Italian Prime Minister Giuseppe Conte handed in his resignation on Tuesday, in a tactical political maneuver that he hopes will allow him to build a new coalition.
Italy was thrown into a fresh political crisis last week when Conte faced two confidence votes. He survived but lost his governing majority in the Senate after his predecessor, Matteo Renzi, withdrew his small Italia Viva party from the ruling coalition, citing frustrations with the government’s management of the pandemic and a recession.
Conte handed his resignation to President Sergio Mattarella on Tuesday, according to the presidential palace, which said in a statement that the President had not immediately accepted it.
“The President of the Republic is reserving his decision and has asked the government to stay in office for the management of ordinary affairs,” it said.
It added that consultations with leaders of Italy’s major political parties would begin on Wednesday afternoon.
Mattarella is likely to invite the Prime Minister to try to build a new governing majority. If Conte receives the mandate, he would likely look for a broader coalition and to add five more senators to the fold.

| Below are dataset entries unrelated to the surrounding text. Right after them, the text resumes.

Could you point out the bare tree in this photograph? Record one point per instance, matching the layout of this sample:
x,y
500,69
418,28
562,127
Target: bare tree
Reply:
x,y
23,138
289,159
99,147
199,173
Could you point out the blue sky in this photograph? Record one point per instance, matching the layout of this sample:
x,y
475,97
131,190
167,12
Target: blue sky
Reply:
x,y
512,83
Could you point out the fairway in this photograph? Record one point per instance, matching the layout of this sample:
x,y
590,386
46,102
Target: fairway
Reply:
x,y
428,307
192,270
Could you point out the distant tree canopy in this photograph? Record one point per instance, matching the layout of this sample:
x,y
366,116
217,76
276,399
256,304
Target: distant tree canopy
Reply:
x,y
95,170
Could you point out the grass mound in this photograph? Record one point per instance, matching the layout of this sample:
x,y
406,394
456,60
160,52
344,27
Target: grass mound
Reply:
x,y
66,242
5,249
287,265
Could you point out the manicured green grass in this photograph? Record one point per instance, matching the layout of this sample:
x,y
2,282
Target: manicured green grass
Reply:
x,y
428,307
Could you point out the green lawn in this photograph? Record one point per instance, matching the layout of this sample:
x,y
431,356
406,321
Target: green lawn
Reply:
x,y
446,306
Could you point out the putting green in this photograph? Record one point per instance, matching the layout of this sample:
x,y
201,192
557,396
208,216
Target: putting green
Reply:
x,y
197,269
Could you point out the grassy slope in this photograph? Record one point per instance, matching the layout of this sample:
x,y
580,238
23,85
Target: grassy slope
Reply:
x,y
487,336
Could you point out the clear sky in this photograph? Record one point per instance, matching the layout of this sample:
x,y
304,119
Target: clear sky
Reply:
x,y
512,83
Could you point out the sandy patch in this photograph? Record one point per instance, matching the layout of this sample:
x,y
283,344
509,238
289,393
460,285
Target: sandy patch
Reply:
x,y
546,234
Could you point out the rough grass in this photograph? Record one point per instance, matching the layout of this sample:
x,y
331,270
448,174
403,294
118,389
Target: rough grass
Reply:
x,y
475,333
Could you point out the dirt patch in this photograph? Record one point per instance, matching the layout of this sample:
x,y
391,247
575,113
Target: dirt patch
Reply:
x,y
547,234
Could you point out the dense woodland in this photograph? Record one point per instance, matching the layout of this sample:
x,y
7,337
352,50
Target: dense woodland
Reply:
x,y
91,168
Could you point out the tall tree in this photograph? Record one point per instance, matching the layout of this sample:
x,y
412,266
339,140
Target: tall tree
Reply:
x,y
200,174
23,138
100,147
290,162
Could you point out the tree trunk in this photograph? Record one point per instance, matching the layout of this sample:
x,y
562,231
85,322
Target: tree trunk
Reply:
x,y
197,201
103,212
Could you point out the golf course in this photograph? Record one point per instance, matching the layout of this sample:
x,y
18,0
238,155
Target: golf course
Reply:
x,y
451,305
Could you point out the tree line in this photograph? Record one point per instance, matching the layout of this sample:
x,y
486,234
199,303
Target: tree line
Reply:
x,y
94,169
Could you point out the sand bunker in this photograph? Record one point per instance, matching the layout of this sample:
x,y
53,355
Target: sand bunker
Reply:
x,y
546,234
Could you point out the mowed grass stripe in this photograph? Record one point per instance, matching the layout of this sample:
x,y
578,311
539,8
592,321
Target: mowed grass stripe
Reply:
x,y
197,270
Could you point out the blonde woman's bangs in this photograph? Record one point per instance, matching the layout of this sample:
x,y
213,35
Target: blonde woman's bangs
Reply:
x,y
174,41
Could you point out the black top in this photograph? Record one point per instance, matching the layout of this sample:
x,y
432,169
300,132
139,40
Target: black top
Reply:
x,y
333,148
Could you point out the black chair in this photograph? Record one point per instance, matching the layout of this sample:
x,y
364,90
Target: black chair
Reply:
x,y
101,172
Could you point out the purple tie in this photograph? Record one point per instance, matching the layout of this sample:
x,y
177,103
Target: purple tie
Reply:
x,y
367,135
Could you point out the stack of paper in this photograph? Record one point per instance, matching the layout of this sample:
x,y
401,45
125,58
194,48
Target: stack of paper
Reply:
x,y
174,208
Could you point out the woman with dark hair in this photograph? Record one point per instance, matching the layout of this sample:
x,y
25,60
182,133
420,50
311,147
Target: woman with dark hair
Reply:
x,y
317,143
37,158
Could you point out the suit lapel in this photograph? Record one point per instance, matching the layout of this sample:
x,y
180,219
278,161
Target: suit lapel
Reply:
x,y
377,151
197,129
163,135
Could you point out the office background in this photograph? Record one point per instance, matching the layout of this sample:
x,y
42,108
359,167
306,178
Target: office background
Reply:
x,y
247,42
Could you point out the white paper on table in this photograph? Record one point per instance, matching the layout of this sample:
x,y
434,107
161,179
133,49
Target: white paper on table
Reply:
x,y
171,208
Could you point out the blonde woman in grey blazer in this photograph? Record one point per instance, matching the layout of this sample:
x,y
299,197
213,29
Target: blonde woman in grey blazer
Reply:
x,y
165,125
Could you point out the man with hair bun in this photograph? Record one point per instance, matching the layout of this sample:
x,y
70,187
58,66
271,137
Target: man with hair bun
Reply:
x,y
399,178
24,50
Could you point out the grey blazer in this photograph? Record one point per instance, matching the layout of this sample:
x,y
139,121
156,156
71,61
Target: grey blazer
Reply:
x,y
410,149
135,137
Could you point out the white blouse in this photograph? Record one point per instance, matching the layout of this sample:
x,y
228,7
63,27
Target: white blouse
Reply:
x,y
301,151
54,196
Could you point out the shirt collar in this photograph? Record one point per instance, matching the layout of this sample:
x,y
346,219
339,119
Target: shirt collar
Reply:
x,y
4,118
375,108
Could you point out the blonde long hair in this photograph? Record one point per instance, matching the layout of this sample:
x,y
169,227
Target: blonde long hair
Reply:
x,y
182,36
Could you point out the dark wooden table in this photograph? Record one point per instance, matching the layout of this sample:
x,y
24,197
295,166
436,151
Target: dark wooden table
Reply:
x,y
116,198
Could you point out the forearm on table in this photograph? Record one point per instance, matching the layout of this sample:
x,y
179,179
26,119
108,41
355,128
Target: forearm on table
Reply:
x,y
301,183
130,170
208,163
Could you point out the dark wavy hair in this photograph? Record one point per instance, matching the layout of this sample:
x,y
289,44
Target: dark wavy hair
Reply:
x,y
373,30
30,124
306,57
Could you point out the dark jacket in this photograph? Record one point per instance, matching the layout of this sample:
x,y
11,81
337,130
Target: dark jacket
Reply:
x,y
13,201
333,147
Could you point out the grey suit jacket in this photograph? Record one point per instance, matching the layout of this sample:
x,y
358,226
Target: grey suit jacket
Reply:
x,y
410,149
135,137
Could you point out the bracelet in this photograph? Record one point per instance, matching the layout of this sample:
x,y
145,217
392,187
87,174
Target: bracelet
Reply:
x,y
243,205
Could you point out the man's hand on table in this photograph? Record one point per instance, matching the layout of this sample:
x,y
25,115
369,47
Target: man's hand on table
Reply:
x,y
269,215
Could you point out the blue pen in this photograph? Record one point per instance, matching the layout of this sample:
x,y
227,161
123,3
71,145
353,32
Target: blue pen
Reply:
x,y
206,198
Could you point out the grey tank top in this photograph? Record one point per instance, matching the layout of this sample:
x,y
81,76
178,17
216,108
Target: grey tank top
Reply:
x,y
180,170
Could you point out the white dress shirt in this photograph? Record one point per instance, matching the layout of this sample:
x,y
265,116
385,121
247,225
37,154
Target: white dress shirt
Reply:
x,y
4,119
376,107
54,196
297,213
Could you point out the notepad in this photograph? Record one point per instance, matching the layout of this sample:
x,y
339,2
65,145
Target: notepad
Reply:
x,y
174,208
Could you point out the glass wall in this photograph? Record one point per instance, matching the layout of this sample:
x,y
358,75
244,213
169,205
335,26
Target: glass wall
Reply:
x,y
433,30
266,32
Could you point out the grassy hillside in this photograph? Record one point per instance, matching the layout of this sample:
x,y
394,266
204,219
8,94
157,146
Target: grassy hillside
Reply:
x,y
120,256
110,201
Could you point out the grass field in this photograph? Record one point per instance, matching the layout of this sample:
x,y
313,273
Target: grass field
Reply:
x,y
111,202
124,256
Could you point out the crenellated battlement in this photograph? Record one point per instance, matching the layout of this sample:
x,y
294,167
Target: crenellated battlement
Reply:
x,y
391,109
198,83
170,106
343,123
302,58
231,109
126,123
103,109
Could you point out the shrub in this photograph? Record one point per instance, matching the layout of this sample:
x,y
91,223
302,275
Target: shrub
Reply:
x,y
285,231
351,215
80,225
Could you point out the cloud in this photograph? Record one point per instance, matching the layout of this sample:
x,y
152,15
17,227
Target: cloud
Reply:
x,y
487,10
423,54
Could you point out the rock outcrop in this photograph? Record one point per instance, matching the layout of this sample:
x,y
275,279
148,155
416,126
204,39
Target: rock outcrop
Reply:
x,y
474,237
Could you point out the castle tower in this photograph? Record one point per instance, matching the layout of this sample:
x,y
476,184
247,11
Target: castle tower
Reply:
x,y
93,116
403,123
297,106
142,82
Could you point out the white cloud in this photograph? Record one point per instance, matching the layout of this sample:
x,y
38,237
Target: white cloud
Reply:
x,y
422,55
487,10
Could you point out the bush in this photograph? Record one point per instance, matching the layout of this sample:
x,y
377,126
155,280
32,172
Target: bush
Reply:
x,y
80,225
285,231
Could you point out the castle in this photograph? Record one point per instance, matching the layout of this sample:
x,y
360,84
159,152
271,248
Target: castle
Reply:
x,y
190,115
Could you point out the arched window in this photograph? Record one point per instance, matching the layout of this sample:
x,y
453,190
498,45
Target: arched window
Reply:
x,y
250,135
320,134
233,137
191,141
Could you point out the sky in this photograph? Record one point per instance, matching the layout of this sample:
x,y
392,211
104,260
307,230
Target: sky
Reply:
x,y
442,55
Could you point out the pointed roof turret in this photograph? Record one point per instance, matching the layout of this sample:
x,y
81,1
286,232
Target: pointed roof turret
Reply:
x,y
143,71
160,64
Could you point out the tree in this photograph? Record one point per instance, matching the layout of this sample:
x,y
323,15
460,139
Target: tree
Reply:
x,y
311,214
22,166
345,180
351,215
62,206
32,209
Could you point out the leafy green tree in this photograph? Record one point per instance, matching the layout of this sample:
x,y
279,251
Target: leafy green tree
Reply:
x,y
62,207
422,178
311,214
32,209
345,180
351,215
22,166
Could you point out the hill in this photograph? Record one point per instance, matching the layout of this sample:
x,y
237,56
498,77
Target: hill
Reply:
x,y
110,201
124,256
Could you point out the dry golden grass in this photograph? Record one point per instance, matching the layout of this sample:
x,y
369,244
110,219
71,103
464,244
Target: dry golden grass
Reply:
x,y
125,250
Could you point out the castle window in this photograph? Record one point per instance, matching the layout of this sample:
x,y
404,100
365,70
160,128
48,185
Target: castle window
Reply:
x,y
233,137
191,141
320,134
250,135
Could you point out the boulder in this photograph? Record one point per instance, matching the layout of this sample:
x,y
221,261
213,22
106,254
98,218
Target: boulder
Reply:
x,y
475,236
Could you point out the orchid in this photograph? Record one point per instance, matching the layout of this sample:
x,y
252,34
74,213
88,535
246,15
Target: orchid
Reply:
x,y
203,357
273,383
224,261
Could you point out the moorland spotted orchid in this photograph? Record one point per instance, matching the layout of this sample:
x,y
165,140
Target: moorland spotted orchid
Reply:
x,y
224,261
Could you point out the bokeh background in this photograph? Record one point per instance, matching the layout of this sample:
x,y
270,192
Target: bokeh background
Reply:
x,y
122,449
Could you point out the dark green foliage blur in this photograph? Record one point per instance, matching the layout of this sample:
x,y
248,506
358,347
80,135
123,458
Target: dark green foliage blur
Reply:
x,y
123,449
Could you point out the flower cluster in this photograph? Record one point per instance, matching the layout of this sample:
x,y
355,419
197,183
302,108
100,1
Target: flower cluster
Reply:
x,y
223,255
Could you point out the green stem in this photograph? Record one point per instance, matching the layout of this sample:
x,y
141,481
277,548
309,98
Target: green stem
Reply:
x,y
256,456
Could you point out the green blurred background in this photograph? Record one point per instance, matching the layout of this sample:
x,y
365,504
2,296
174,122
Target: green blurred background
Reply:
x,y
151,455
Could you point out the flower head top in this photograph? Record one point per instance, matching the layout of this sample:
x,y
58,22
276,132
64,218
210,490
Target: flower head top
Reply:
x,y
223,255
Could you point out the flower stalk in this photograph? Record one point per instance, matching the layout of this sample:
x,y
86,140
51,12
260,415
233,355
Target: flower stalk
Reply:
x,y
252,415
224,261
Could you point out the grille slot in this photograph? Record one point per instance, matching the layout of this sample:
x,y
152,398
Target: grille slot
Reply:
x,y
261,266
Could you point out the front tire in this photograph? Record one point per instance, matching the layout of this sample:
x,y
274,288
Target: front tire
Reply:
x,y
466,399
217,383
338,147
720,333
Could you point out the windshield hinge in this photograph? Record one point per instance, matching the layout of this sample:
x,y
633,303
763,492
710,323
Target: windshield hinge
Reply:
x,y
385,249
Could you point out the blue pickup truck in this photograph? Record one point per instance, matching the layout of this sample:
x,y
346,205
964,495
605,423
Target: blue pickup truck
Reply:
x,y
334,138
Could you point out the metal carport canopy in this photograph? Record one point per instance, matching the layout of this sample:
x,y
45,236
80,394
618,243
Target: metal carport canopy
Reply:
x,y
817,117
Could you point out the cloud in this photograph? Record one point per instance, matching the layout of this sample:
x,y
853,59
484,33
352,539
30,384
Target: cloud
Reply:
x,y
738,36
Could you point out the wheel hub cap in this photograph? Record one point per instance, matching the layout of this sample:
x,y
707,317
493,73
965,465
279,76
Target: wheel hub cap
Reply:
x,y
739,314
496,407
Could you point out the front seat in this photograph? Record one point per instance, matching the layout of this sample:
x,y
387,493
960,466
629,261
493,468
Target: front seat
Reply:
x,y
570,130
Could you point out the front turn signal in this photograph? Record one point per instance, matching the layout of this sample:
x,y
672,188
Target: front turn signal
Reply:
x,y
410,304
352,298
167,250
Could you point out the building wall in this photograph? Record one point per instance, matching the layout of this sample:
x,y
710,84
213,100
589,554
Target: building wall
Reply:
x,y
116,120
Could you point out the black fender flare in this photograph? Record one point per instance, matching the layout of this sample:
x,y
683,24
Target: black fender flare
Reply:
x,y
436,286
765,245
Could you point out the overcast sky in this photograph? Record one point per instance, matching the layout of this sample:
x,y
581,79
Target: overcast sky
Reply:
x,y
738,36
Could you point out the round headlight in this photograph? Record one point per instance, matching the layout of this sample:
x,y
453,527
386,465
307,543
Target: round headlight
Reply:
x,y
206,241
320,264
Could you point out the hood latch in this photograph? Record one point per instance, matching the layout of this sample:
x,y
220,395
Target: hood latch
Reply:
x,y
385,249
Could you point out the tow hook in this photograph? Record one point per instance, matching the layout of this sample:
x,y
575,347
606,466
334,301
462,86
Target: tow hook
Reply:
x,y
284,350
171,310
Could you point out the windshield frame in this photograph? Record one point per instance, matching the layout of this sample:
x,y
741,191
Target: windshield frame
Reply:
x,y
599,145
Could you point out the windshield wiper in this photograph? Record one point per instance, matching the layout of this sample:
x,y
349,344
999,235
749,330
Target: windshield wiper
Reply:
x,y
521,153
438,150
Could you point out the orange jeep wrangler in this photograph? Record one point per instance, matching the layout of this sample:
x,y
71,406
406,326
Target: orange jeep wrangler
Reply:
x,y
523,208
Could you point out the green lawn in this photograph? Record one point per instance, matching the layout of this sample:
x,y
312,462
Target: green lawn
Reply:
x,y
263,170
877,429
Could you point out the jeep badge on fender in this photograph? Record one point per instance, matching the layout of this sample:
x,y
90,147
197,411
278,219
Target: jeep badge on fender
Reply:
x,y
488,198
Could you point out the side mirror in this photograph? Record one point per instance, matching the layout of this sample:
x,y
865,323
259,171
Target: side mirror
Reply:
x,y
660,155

Without a Senate majority, Conte would struggle pass effective legislation at a time of crisis for the European nation, which has suffered years of political instability in addition to new economic challenges amid the pandemic.
Another option to break the impasse would be to call snap elections, two years early.
Conte’s coalition, which was formed in 2019, is led by the center-left Democratic Party (PD) and the anti-establishment Five Star Movement (M5S). Despite vast political differences, the unusual alliance prevented snap elections which could have favored the far-right League Party.
Conte has enjoyed high approval ratings after Italy imposed Europe’s first lockdown last spring, in response to spiraling number of Covid-19 cases and deaths. Despite not having any political affiliation or party behind him, he remains Italy’s most popular politician with an approval rating above 50%, Reuters reports.